Mobile broadband networks and handheld gadgets have come a long way in just a few years. Today's mobile devices are much better at handling large images, thanks to larger and sharper screens, improved graphics grunt, fully-featured mobile browsers and faster mobile broadband speeds. As such it's tempting to overlook the need to optimise your images for mobile devices, but responsive design best practice is to ensure that every visitor to your site enjoys a great user experience.

Responsive imagery provides full-resolution images for desktop websites, when they're serving devices on the other end of a decent internet connection. The idea is to gracefully fall back on smaller images when they're better suited to the job. This might be because you're catering to a small, low-resolution screen where the extra size and resolution of a large image is intrusive or simply wasted. Or it might be that the user is stuck on a sluggish internet connection and you're trying to keep page load times down to ensure your website remains functional.

At the other end of the spectrum, some mobile devices can be more demanding than desktop browsers. For example the Retina HD screen on the iPhone 6 Plus is a bright, crisp 1920x1080 display – sharp enough to do a Blu-ray movie justice. It might be on the other end of a 4G LTE mobile broadband network, offering faster download speeds than many people get on their home fixed-line connection.

Don't play favourites

A responsive design website and flexible Content Management System can strike the best balance for every device – delivering gorgeous, crisp images to powerful devices with ultrasharp displays while ensuring less-capable handsets aren't left in the lurch. People might be passionate about their gadgets, but responsive design doesn't play favourites.

Catering to different devices isn't just about resizing images. Responsive websites need to cater to the aspect ratio of a device's screen, not just the width. This might involve swapping out waist up staff portraits for headshots on smaller screens and calling on an entirely different set of imagery. Or it might mean a subtle crop and slight change in aspect ratio, which end users barely notice but helps with page layout.

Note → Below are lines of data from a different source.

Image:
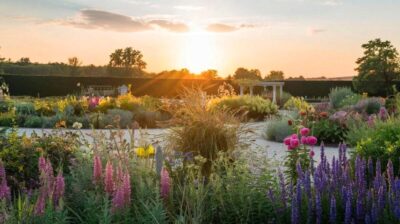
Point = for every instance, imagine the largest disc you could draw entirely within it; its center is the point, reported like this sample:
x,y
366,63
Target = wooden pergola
x,y
274,85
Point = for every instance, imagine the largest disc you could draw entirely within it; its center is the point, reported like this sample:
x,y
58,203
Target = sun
x,y
198,52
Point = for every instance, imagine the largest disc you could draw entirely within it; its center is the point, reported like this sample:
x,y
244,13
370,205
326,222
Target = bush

Providing appropriate images to all mobile devices is certainly a content management challenge. While desktop sites can offer a terrible mobile browsing experience, it can be just as frustrating when your high-end mobile device is palmed off to a lowly mobile site.

Look your best

Scalable Vector Graphics (SVG) are useful in responsive design, because they're low- bandwidth but look sharp at any resolution. SVG files don't contain an image, they contain the instructions for how to draw an image. This makes them useful for logos and other graphics, because the same image can be served up to any device and you know it will look great. They'll also download quickly because they're only an XML text file.

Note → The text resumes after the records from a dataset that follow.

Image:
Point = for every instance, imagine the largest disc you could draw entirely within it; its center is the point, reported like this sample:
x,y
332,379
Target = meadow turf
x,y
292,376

Current “flat design” trends which use a lot of typography and iconography lend themselves to SVG files. It's possible to create your own custom font file which, instead of containing letters, is full of monochrome, resolution-independant SVG icons. Think back to the days of crazy Wingdings, but using any icons you choose. All browsers have supported custom fonts for many years so, if your design allows for it, it offers a great web design option in terms of performance and scalability.

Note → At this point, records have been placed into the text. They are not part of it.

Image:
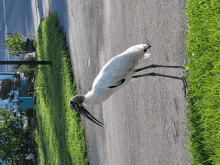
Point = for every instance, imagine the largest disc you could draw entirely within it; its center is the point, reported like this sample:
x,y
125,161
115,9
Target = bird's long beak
x,y
88,115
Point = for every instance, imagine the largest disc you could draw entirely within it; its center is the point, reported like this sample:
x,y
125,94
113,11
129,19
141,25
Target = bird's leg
x,y
162,75
155,66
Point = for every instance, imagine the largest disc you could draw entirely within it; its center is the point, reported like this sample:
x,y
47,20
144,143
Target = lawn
x,y
59,133
203,51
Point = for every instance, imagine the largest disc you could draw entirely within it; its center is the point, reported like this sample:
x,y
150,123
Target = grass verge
x,y
59,134
203,51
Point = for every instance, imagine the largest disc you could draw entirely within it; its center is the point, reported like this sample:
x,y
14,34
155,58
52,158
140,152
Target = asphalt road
x,y
145,121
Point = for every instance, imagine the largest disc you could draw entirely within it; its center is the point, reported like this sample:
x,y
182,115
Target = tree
x,y
15,143
15,44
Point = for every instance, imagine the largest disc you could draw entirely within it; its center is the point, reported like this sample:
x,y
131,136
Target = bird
x,y
115,74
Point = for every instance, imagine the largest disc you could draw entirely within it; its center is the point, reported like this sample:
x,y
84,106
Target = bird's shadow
x,y
162,75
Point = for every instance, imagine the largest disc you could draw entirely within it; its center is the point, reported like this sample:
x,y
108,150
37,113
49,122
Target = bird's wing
x,y
114,72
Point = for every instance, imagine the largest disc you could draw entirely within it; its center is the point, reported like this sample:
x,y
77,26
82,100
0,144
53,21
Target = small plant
x,y
15,44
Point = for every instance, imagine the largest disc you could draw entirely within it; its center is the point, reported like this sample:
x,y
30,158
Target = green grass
x,y
203,51
59,134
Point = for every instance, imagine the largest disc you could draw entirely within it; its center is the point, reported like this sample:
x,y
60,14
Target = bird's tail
x,y
147,55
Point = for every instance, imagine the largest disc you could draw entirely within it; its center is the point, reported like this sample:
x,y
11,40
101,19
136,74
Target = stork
x,y
115,74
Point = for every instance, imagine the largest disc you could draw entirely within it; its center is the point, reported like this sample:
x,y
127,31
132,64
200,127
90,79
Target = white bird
x,y
113,76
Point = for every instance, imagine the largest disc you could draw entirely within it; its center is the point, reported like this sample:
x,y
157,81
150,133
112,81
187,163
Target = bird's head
x,y
76,104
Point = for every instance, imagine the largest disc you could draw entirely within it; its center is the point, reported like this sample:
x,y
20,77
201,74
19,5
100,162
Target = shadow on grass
x,y
55,88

SVG files aren't practical for photos, but the bandwidth that you save using SVG files for graphics means you can afford to dedicate more bandwidth to improving the quality of your images, so your website can look great even on a slow connection.

CSS fluid image techniques, such as specifying the width of the image as a percentage of the overall width of the page, can also help your images look their best on a small screen. Other responsive design image tricks include using the srcset attribute to specify different images depending on the various attributes of the end device.

There's no magic bullet when it comes to responsive design imagery best practice, it involves assessing the purpose of your website and the needs of your users to determine the best tools for the job. But the end goal is always the same – to offer your visitors the best possible experience, regardless of the bandwidth at their disposal and the capabilities of their end device.